Ma accanto alle infinite problematiche che ha sempre vissuto chi studia nelle università dell’isola, c’è stata la presenza asfissiante della grande condanna: la mancanza di lavoro, di veri sbocchi occupazionali, di opportunità di crescita professionale, la saturazione dei posti pubblici, l’inesistenza di bandi e concorsi rivolti ai giovani per premiare il merito e il talento. Ed ecco arrivare la pandemia, pensante come un macigno anzi più macigni, ad aggravare una situazione già per molti versi insostenibile. I dati dell’ultimo report Istat sulle migrazioni sono impietosi: la Sicilia è la seconda regionale d’Italia per perdita di popolazione, preceduta solo dalla Campania. Nemmeno la crisi socioeconomica generata dal Covid-19 ha bloccato il flusso dei più giovani – ma non solo – verso altri e più speranzosi lidi.

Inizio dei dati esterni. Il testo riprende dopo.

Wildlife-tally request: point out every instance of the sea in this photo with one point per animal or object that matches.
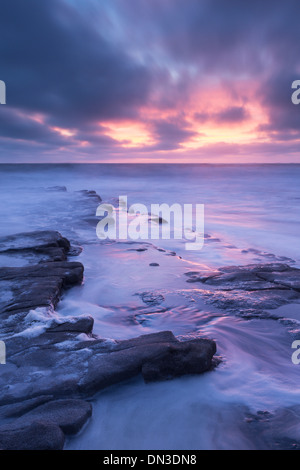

Le prospettive di sviluppo, dunque, continuano a latitare. In Sicilia sembra che nulla cambi e tutto resti com’è. Quindi, che fare? Ieri a Catania, all’inaugurazione dell’anno accademico, la ministra per l’Università e la ricerca Maria Cristina Messa ha parlato delle nuove prospettive per l’intero settore e della pioggia di investimenti prevista grazie ai fondi del Pnrr. Dove, quando e in che modo le parole incontreranno i fatti? La certezza è solo una: i giovani che vanno via dalla Sicilia sono stati e sono tanti, ma molti di loro se avessero potuto scegliere forse sarebbero rimasti. Sogniamo una politica che li metta nelle possibilità di farlo. Sì, (ad oggi) è solo un sogno.